***
Aku masih berdiri di punggung lembah. Menatap sayu hingga ke kejauhan. Berharap melihat sosok Sultan muncul kembali, berseru memanggil namaku, membentangkan tangan, memelukku, lalu menghujani keningku dengan bertubi kecupan.
Tapi hingga embun di atas dedaunan lesap mengering, hingga pagi berubah menjadi senja yang dingin, dan lolong anjing kembali memperdengarkan suaranya yang miris, Sultan yang kutunggu tidak juga kunjung datang.
Kedua mataku mulai terasa panas dan berair. Sementara angin lembah kian rakus berebut menjilati sekujur pori-pori tubuhku, membuatku menggigil hebat.
"Hipotermia. Perempuan ini mengalami hipotermia!" Lamat-lamat kudengar seruan itu. Dan, sebelum benar-benar kehilangan kesadaran mataku sempat menangkap sosok lelaki yang amat kucintai.
Sultan.
Ia terkapar di tengah kerumunan orang-orang tak kukenal. Sekujur tubuhnya babak belur berlumuran darah.
***
Di sebuah Rumah Sakit terpencil.
Selang infus membuat rentang gerakku sangat terbatas.

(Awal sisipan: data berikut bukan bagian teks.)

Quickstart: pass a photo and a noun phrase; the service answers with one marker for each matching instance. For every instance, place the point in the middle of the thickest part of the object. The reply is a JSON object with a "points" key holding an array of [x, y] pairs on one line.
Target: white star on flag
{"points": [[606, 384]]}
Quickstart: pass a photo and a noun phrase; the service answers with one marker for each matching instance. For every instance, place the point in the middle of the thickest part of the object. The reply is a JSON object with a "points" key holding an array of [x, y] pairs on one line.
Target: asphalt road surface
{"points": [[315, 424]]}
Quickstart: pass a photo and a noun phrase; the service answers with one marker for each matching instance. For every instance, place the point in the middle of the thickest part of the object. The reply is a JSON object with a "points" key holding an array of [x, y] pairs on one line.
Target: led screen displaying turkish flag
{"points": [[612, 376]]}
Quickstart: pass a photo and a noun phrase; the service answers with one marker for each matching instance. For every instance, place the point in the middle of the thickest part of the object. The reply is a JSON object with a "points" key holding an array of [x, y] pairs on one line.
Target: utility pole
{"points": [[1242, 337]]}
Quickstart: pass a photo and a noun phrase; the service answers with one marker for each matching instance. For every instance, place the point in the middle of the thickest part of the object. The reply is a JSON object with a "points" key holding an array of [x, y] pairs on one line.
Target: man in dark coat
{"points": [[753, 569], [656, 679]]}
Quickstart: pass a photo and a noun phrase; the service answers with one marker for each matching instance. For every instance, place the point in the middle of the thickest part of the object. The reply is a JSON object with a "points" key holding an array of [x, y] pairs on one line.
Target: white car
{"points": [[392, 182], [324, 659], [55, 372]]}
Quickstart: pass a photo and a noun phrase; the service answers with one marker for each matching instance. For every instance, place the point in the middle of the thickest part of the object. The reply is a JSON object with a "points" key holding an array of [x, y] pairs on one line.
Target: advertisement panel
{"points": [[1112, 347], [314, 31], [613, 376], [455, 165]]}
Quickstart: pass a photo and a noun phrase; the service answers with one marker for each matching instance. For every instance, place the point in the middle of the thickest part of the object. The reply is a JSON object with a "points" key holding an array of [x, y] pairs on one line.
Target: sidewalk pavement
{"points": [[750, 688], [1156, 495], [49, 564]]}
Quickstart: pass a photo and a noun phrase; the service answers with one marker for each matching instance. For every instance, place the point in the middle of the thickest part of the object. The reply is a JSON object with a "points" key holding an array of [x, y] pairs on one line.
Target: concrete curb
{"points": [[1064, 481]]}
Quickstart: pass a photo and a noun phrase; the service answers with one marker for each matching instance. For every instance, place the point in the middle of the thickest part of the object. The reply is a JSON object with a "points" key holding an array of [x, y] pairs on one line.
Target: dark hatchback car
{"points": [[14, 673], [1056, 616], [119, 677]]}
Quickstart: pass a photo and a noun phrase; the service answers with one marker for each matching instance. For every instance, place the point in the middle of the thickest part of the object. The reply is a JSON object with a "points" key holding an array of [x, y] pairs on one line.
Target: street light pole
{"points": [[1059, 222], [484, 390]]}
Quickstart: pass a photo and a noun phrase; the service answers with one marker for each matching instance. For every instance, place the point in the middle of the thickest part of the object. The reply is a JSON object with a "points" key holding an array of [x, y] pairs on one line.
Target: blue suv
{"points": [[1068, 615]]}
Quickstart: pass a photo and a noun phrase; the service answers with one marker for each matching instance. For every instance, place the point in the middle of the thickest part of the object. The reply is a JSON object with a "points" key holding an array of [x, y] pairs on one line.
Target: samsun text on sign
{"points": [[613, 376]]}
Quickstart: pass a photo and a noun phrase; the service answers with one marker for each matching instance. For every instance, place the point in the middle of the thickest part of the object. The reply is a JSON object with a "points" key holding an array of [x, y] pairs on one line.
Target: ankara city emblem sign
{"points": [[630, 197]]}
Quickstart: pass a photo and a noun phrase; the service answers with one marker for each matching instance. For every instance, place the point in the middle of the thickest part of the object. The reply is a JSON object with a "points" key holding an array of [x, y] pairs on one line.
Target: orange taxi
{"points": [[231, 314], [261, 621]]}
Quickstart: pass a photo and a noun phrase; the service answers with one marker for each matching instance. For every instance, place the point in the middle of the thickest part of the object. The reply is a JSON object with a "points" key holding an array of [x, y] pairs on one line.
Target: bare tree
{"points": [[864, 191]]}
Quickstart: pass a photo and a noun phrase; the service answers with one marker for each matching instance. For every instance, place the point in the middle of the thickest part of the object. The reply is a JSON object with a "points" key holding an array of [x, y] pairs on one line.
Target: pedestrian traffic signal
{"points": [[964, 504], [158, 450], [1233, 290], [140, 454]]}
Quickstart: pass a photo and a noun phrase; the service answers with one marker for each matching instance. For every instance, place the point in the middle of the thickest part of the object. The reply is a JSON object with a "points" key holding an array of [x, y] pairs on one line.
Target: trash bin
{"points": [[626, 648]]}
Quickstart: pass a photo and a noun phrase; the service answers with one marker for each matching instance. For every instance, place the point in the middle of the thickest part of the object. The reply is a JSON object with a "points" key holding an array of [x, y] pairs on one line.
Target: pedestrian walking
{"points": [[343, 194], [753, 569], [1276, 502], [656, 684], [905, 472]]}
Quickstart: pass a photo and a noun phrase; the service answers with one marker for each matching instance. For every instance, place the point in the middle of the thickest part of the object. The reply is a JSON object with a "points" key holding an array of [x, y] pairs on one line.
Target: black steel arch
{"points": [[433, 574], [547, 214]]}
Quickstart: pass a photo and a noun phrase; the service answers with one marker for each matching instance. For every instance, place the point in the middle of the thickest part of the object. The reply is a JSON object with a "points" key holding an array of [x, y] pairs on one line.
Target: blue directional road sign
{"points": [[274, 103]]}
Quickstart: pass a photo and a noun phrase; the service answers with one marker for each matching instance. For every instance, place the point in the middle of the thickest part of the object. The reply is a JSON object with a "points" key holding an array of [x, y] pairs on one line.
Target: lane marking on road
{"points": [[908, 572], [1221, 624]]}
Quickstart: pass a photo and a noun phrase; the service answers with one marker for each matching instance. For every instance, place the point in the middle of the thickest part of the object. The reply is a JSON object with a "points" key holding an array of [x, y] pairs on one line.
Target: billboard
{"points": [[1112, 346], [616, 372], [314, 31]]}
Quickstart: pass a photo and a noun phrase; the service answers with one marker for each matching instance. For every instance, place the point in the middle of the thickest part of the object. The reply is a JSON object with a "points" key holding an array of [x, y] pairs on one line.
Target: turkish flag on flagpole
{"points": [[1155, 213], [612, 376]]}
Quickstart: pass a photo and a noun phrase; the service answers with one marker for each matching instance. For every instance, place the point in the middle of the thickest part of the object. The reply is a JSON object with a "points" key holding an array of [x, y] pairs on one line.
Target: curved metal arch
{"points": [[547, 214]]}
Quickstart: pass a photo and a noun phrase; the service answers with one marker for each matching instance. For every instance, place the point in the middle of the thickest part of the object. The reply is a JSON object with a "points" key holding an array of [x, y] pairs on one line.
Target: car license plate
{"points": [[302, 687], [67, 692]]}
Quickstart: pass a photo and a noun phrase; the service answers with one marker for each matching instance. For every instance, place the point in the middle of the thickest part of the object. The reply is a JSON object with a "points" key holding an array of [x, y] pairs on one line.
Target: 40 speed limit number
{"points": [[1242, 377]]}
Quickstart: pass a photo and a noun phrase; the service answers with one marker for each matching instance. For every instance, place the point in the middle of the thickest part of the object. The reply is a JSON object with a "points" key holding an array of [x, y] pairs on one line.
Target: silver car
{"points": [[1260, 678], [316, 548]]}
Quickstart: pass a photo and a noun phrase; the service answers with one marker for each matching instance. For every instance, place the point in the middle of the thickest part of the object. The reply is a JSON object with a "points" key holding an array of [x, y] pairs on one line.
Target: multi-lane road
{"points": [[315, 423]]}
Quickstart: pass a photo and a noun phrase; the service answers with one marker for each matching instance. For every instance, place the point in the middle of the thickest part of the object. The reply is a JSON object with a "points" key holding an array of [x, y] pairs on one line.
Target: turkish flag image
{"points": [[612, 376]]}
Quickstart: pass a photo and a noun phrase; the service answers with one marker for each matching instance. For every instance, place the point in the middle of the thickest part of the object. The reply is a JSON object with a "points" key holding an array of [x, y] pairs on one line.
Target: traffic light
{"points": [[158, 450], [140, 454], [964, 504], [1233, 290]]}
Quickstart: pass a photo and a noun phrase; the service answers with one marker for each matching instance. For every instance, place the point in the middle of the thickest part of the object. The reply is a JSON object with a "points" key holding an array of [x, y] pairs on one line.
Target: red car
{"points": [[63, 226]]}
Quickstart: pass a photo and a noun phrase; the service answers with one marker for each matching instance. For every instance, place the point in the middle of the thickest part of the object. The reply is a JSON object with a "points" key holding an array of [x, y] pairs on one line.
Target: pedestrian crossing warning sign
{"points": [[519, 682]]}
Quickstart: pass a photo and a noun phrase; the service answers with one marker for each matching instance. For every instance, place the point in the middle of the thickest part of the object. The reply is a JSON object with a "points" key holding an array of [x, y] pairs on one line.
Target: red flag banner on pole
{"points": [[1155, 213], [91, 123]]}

Aku hanya bisa memiringkan badan, sedikit, ketika dokter dan seorang perawar datang mengunjungiku.
"Bagaimana keadaanmu pagi ini? Merasa jauh lebih baik?" dokter bertanya seraya menyentuh denyut nadi di pergelangan tanganku. Aku mengangguk.
"Kalau hasil pemeriksaan kesehatan hari ini semakin bagus, kamu boleh pulang," dokter melanjutkan.